# Toner "Lebenszeit" verlängern?



## MatMade142 (25. Oktober 2011)

*Toner "Lebenszeit" verlängern?*

Hallihallöle,

ich bräuchte mal wieder einen guten Rat aus eurem Wissenschatz.

Ich hab mal vor langer Zeit irgendwo gehöhrt/gelesen, dass man durch einen bestimmten Kniff noch etwas Toner aus der Kartusche quetschen kann.
Obwohl der Drucker schon "Schlieren" zieht bzw. den Druck verweigert. Könnt ihr mir sagen, ob mein Halbwissen richtig ist und wenn ja wie es geht?

Mein Drucker: Samsung CLX-3175
Der Toner: CLT-K4092S(schwarz)


----------



## N8Mensch2 (25. Oktober 2011)

*AW: Toner "Lebenszeit" verlängern?*

Die Kartusche mal gut schütteln, danach sollten noch ein paar saubere Ausdrucke möglich sein.
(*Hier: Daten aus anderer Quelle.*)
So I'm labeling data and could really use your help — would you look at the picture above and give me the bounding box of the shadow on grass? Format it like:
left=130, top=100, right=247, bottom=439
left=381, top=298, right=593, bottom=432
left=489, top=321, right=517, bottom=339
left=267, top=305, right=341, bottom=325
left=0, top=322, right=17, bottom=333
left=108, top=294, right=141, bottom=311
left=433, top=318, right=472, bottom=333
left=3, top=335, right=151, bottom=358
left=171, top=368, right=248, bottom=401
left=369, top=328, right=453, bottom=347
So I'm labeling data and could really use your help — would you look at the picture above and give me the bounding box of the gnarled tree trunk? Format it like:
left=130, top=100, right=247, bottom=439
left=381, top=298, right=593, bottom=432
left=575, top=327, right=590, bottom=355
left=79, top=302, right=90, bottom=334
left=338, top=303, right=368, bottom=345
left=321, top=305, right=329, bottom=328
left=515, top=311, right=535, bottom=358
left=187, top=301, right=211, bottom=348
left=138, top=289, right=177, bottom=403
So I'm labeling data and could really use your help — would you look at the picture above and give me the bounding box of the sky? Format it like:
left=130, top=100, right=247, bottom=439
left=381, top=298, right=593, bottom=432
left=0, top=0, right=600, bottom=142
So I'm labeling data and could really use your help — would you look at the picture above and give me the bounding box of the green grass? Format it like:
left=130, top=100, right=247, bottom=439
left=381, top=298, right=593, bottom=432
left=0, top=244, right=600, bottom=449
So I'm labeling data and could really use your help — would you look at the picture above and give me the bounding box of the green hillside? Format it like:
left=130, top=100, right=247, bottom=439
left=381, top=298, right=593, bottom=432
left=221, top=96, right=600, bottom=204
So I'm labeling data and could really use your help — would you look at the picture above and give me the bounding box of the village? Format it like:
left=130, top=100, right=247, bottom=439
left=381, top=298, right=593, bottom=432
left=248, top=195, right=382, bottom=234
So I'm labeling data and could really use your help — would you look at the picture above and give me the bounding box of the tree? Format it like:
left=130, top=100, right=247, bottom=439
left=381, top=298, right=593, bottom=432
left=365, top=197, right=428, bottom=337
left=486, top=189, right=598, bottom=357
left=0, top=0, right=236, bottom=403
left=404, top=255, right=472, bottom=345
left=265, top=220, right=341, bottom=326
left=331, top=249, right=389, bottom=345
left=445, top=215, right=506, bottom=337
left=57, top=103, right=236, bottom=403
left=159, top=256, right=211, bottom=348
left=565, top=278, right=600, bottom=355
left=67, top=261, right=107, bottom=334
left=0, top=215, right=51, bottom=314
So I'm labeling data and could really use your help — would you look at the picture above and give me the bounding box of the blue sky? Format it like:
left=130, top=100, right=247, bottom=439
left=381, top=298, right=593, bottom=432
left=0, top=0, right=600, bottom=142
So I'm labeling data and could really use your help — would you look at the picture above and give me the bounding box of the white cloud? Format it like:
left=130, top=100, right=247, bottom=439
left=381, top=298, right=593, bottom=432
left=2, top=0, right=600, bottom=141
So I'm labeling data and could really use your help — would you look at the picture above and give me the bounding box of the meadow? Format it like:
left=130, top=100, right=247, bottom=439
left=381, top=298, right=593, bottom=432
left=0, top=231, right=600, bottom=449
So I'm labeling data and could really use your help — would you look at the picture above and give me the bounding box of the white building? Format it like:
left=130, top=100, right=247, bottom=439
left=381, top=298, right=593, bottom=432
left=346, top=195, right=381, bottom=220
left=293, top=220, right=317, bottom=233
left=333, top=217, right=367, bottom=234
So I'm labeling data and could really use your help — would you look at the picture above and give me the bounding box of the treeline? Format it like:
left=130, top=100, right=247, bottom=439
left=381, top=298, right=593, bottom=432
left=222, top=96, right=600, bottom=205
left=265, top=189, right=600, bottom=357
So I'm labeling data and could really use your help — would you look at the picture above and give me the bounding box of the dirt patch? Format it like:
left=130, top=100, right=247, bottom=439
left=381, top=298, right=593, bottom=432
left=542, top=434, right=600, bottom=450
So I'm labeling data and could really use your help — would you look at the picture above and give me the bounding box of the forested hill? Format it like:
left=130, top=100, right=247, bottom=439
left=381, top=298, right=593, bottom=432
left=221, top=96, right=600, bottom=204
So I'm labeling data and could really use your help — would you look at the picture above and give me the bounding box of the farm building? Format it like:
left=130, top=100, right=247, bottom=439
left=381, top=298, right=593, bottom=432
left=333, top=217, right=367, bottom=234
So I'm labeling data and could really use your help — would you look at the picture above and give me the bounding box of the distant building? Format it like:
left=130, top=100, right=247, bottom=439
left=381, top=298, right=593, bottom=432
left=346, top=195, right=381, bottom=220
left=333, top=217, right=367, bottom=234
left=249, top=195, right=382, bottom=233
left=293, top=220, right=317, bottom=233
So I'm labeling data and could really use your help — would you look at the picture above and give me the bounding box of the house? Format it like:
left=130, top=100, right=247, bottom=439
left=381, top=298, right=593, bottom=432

Edit: Mache ich, sobald der Druck schwach wird. Möglicherweise hast du diesen Zeitpunkt überschritten und dann geht vielleicht nicht mehr viel. Einfach mal ausprobieren.


----------



## Dr Bakterius (25. Oktober 2011)

*AW: Toner "Lebenszeit" verlängern?*

Jepp außer schütteln wüßte ich auch keine andere Lösung


----------



## onslaught (28. Oktober 2011)

*AW: Toner "Lebenszeit" verlängern?*



Dr Bakterius schrieb:


> Jepp außer schütteln wüßte ich auch keine andere Lösung


 
am besten im aufgewärmten Zustand.            Vorsicht, nicht die Finger verbrennen


----------



## MatMade142 (28. Oktober 2011)

*AW: Toner "Lebenszeit" verlängern?*

Danke euch das Schütteln hat was gebracht, jetzt kommen wieder schöne schwarze Seiten raus.
Mal gucken wie lange der Toner mit den Tricks noch hält.


----------



## Icejester (28. Oktober 2011)

*AW: Toner "Lebenszeit" verlängern?*

Wunder kannst Du davon leider nicht erwarten. Ich würde mir vorsichtshalber schonmal Ersatz kaufen und daneben legen.


----------



## MatMade142 (28. Oktober 2011)

*AW: Toner "Lebenszeit" verlängern?*

Ersatz ist schon da, ich will nur den letzten Tropfen rausquetschen.
Das Geld wächst bei ja schließlich nicht auf Bäumen. (schade)


----------



## Dr Bakterius (28. Oktober 2011)

*AW: Toner "Lebenszeit" verlängern?*

Doch gibt es nur die Einzahlung bei der Bank könnte problematisch sein -> Pfennigbaum


----------



## MatMade142 (28. Oktober 2011)

*AW: Toner "Lebenszeit" verlängern?*


----------



## solari (28. Oktober 2011)

*AW: Toner "Lebenszeit" verlängern?*

Es gibt tatsächlich Tastenkombinationen mit denen man den internen Zähler zurücksetzen kann.
Dies betrifft aus eigener Erfahrung z.B. HP-Drucker. Dort wird der Tonerstand (wie auch bei anderen Herstellern) nicht gemessen, sondern rückwärtsgezäht. 
Beispiel: laut HP ist der Toner für 3.000 Seiten ausgelegt. So werden die Ausdrucke gezählt, bis diese Vorgabe erreicht ist, egal ob Toner leer oder nicht. Danach gehen (wie in meinem Fall) auch alle anderen Farben inkl. Schwarz nicht mehr 
Mit gewissen Tastenkombinationen kann man diesen Zähler zurücksetzen.
Ich habe mir vor Jahren mal diese Tastenkombination aus reiner Neugier über eBay ersteigert 
Ging tatsächlich, macht aber nicht immer Sinn -> denn wenn alle, dann alle


----------



## Icejester (28. Oktober 2011)

*AW: Toner "Lebenszeit" verlängern?*

Hä? Wie ersteigert man denn eine Tastenkombination? Hast Du Geld bezahlt, damit man Dir dieses Geheimnis verrät, oder wie darf ich mir das vorstellen?


----------



## solari (28. Oktober 2011)

*AW: Toner "Lebenszeit" verlängern?*

Joo, genau so war es.
Aber der Betrag hielt sich in Grenzen. Ich glaube, es waren 3 €.
Wie gesagt (oder geschrieben), ich wollte einfach wissen, ob was dran ist.


----------